Abstract
The eastern hemlock (Tsuga canadensis) is an important foundation species that is currently declining throughout eastern U.S. forests due to the exotic pests hemlock woolly adelgid (Adelges tsugae) and elongate hemlock scale (Fiorinia externa). Hemlock is often replaced by deciduous tree species, such as black birch (Betula lenta), and has been shown to have large consequences for carbon dynamics due to a substantial loss of soil organic layer carbon storage in hemlock forests when replaced by birch and higher decomposition found in black birch stands. Soil carbon is one of the most important components of the global carbon cycle and has high potential to feedback to climate change when large portions of stored carbon are lost to the atmosphere. There is a general consensus that soil respiration increases with temperature, but there has yet to be a consensus on how temperature sensitivity of soil respiration is affected by various biotic and abiotic factors, such as soil moisture and substrate quality.
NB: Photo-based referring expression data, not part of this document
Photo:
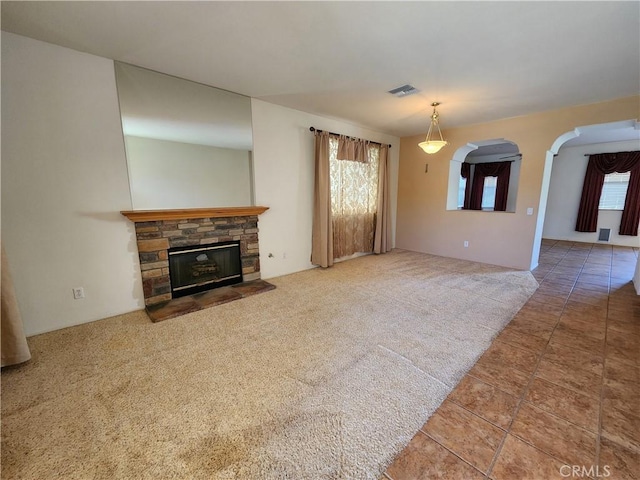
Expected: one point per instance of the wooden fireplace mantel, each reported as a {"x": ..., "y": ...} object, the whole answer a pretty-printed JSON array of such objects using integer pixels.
[{"x": 182, "y": 214}]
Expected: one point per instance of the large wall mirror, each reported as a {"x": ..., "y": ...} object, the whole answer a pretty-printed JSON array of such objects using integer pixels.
[{"x": 188, "y": 145}]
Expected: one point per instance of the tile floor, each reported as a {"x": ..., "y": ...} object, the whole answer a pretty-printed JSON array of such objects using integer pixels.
[{"x": 557, "y": 395}]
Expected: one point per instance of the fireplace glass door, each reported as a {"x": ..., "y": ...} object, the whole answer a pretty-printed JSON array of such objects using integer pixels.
[{"x": 204, "y": 267}]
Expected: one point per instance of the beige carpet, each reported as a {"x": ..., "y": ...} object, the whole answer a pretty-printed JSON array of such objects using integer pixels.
[{"x": 327, "y": 376}]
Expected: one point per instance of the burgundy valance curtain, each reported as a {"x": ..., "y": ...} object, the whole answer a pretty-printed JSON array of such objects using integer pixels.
[
  {"x": 465, "y": 172},
  {"x": 600, "y": 165},
  {"x": 502, "y": 170}
]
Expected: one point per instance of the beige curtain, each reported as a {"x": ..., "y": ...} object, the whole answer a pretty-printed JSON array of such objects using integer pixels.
[
  {"x": 322, "y": 233},
  {"x": 351, "y": 198},
  {"x": 354, "y": 191},
  {"x": 14, "y": 343},
  {"x": 382, "y": 239}
]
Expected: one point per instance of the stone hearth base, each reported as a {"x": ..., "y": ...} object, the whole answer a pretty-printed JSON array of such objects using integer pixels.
[{"x": 199, "y": 301}]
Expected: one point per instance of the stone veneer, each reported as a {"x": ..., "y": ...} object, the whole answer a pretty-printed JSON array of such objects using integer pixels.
[{"x": 156, "y": 237}]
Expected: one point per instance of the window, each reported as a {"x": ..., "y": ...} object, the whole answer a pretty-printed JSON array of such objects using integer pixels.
[
  {"x": 462, "y": 186},
  {"x": 489, "y": 193},
  {"x": 614, "y": 191}
]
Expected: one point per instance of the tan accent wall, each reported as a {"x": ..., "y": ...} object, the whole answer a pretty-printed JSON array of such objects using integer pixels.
[{"x": 424, "y": 224}]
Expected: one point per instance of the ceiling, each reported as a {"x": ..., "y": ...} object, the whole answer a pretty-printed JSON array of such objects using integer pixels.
[{"x": 482, "y": 60}]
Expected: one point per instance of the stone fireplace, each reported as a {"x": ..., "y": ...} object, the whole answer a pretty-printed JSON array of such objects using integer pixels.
[{"x": 160, "y": 233}]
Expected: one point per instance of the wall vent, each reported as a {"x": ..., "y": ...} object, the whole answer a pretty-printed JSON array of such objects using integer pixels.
[
  {"x": 604, "y": 235},
  {"x": 404, "y": 90}
]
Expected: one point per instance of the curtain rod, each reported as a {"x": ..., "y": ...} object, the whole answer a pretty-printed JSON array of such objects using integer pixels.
[
  {"x": 605, "y": 153},
  {"x": 313, "y": 129}
]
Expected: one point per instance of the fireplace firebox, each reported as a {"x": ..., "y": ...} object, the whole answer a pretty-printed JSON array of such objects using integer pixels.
[{"x": 198, "y": 268}]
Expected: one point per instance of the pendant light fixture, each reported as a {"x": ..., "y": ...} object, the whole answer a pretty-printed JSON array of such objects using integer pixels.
[{"x": 433, "y": 145}]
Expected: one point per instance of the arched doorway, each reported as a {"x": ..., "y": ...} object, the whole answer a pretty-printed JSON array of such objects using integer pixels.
[{"x": 584, "y": 135}]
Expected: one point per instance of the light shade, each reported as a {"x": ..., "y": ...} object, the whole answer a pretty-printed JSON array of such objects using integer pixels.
[{"x": 433, "y": 145}]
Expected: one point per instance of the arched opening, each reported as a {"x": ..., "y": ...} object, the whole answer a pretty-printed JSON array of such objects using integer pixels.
[
  {"x": 628, "y": 130},
  {"x": 483, "y": 176}
]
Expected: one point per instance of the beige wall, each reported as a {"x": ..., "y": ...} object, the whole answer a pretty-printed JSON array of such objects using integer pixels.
[
  {"x": 64, "y": 182},
  {"x": 424, "y": 224},
  {"x": 284, "y": 170}
]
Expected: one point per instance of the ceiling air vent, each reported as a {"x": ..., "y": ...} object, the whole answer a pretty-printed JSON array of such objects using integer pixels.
[{"x": 404, "y": 90}]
In this study, the effects of soil temperature and soil moisture on soil respiration (Rs), the temperature sensitivity of soil respiration (Q10), and soil basal respiration (R10) were investigated for hemlock, young birch, and mature birch forest types annually for three years. The Rs values of the three forest types were primarily driven by soil temperature rather than by soil moisture across all years. Soil respiration data collected from hemlock, young birch, and mature birch stands were used to determine annual Q10 and R10 values. The Q10 and R10 values were not significantly different between forest stands, but they were significantly different over the three years. Determinants of Q10 and R10 differed between forest type, with soil moisture primarily influencing Q10 in hemlock and mature birch stands and soil temperature primarily influencing R10 in mature birch stands. The results suggest a complex interaction of soil moisture and soil temperature, and potentially substrate quality and quantity, as determinants of temperature sensitivities in eastern U.S. forests that have transitioned from hemlock-dominated to black birch-dominated forests.
Highlights
The world is witnessing an unprecedented acceleration in warming trends, which may have devastating implications for ecological process [1]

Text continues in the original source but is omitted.